Петр слез с дома. Через пять дней кончается отпуск — так неужели хоть раз за два месяца не пройтись без дела по деревне, не послушать Синельгу, не побывать у реки?
Приусадебные участки по задворью цвели платками и платьями — бабы копали картошку, — и сладким дымком, печеной картошкой тянуло оттуда. Совсем как в далекие годы детства.
И Петр, с удовольствием вдыхая этот дымок, прошел по деревне до самого верхнего конца, до обветшалого домика Варвары Иняхиной, с которой столько было связано у них, у Пряслиных, переживаний и передряг, затем спустился к Синелые, побывал на мызах, в поскотине, вышел к Пинеге. И вот какое у него прошлое — ни единого самостоятельного воспоминания. Все пополам с братом.
Нагнулся, стал пригоршней пить воду в Синельге — вспомнил, как они, бывало, с Григорием опивались этой водой, специально бегали сюда, потому что старший брат как-то пошутил: «Пейте больше воды в Синельге — силачами вырастете». А уж им ли не хотелось вырасти силачами! Вспомнил, как провожал по утрам Звездоню в поскотину, — брат рядом встал. Сорвал бурую запоздалую малинину в угоре на мызе — опять брат. И так везде, на каждом шагу, у каждой лесины, у каждой кочки. Даже когда ребятишки-удильщики попались на глаза у реки, не одного себя вспомнил, а вместе с Григорием.
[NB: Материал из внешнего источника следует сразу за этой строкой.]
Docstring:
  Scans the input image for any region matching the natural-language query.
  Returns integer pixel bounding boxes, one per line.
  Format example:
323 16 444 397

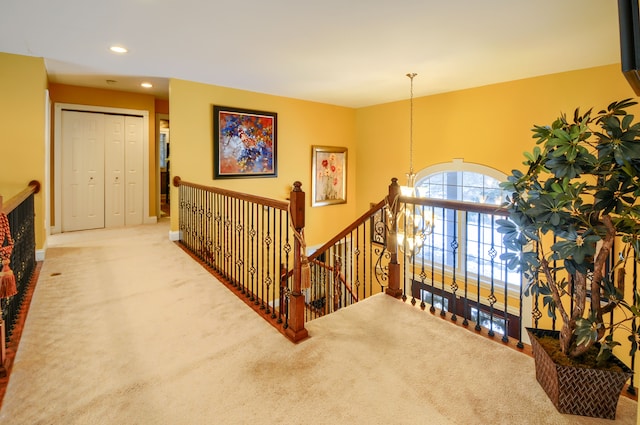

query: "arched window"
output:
414 160 521 333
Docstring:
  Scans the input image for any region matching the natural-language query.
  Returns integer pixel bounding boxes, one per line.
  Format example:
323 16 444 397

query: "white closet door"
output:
124 112 144 226
104 115 125 227
61 111 104 232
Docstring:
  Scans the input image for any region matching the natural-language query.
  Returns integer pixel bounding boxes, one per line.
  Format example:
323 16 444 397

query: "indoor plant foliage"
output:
499 99 640 362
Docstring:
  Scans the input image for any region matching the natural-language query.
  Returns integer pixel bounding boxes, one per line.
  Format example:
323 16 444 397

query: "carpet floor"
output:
0 220 637 425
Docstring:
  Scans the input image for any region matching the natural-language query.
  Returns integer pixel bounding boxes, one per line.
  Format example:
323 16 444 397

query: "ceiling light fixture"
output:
396 72 433 258
109 46 129 53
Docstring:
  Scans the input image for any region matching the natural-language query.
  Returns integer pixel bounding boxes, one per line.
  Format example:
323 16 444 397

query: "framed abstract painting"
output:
311 146 347 207
213 106 278 179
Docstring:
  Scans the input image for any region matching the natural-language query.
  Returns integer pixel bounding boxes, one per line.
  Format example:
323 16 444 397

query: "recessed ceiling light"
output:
109 46 129 53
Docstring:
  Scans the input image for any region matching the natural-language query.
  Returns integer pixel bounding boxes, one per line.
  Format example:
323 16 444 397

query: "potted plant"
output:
498 99 640 418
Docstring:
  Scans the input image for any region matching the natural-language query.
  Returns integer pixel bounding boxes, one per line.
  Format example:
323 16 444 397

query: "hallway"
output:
0 219 636 425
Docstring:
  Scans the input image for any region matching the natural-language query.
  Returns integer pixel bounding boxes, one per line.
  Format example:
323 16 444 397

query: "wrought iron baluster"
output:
474 215 486 332
488 217 498 336
500 222 509 343
429 207 436 314
449 210 459 322
462 211 472 326
440 208 448 317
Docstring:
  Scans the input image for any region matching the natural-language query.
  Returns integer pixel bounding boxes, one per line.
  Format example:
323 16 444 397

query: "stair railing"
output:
173 177 308 342
0 180 40 376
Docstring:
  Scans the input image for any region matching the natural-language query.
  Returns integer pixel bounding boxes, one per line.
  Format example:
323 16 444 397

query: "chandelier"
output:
397 72 433 258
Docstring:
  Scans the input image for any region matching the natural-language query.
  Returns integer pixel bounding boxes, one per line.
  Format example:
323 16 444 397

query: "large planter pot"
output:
526 328 633 419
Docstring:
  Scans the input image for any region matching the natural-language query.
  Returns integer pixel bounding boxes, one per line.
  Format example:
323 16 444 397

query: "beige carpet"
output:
0 221 636 425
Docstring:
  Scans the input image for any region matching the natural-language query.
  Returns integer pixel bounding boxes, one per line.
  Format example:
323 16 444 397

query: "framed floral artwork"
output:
213 106 278 179
311 146 347 207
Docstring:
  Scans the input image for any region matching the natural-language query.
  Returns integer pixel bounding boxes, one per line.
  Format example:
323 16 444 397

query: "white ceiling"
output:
0 0 620 107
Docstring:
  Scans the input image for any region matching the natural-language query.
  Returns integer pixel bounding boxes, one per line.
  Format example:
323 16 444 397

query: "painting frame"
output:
213 105 278 179
311 146 347 207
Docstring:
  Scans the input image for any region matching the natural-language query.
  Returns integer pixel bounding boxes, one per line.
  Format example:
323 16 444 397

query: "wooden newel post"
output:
385 177 402 298
285 182 309 342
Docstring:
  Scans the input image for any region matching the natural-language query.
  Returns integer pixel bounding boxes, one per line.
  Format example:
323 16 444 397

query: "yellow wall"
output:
169 79 357 246
0 53 47 249
49 83 159 220
356 64 640 212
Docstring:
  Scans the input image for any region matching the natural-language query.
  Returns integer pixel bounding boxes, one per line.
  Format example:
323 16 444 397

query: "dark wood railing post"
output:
286 182 309 342
385 177 402 298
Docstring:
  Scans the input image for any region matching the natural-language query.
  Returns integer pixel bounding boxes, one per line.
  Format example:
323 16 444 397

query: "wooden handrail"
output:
398 196 509 217
0 180 40 214
309 199 386 260
173 176 289 210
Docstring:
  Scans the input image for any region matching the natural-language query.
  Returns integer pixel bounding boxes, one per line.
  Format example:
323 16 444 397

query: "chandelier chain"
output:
407 72 418 183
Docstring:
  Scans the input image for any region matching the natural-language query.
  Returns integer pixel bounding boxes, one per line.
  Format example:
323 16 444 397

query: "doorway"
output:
156 114 171 217
51 103 156 233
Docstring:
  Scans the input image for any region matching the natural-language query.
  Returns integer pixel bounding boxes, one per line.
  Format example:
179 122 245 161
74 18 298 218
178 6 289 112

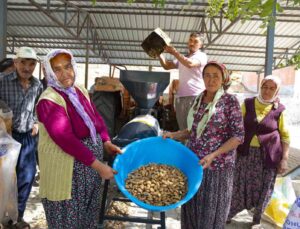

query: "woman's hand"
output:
162 129 190 141
162 131 175 139
277 158 288 174
104 141 122 155
199 153 215 169
91 159 118 180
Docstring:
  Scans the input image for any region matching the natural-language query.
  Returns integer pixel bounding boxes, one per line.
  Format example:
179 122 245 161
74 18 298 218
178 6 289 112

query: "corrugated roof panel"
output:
8 0 300 71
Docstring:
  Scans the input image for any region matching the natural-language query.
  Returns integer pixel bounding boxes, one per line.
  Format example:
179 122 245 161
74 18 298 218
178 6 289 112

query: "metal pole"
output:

Вдоль Пинеги, через густой задичавший ивняк, под которым чернела Лунина яма, мимо бывших леспромхозовских, а ныне сельповских складов Петр прошел под родное печище, спустился на берег, усыпанный цветной галькой, попробовал рукой воду.
Вода была теплая, летняя, но по-осеннему чистая и прозрачная, и, когда прошла рябь, он долго всматривался в свое бородатое лицо с морщинистым широким лбом.
Все началось с Тани, с веселой черноглазой медсестры, с которой он познакомился в те дни, когда Григорий лежал в больнице. И вот надо же так случиться! Григорий возвращается из больницы, к своему дому подходит, а навстречу Таня. Увидела Григория, всплеснула руками: «Что, что с тобой, Петя? На тебе лица нет». И со слезами бросилась на шею ошеломленному брату.
В эту самую минуту, на двадцать восьмом году жизни Петр понял, что он всего лишь двойник, тень своего брата. Понял и решил: отгородиться от брата, стену возвести между собой и братом.
Восемь лет возводил он стену. Восемь лет сушил, замораживал себя, восемь лет парился под бородой, вытравлял из себя бесхитростную открытость и простодушие, чтобы только не походить на брата. А чего достиг? Лучше, счастливее стал?
Нет, нет! Самые счастливые, самые богатые годы у него в жизни те, когда он душа в душу жил с братом, когда оба они составляли единое целое, когда на все смотрели одними глазами, одинаково думали и когда, как говаривала Лиза, им снились одни и те же сны.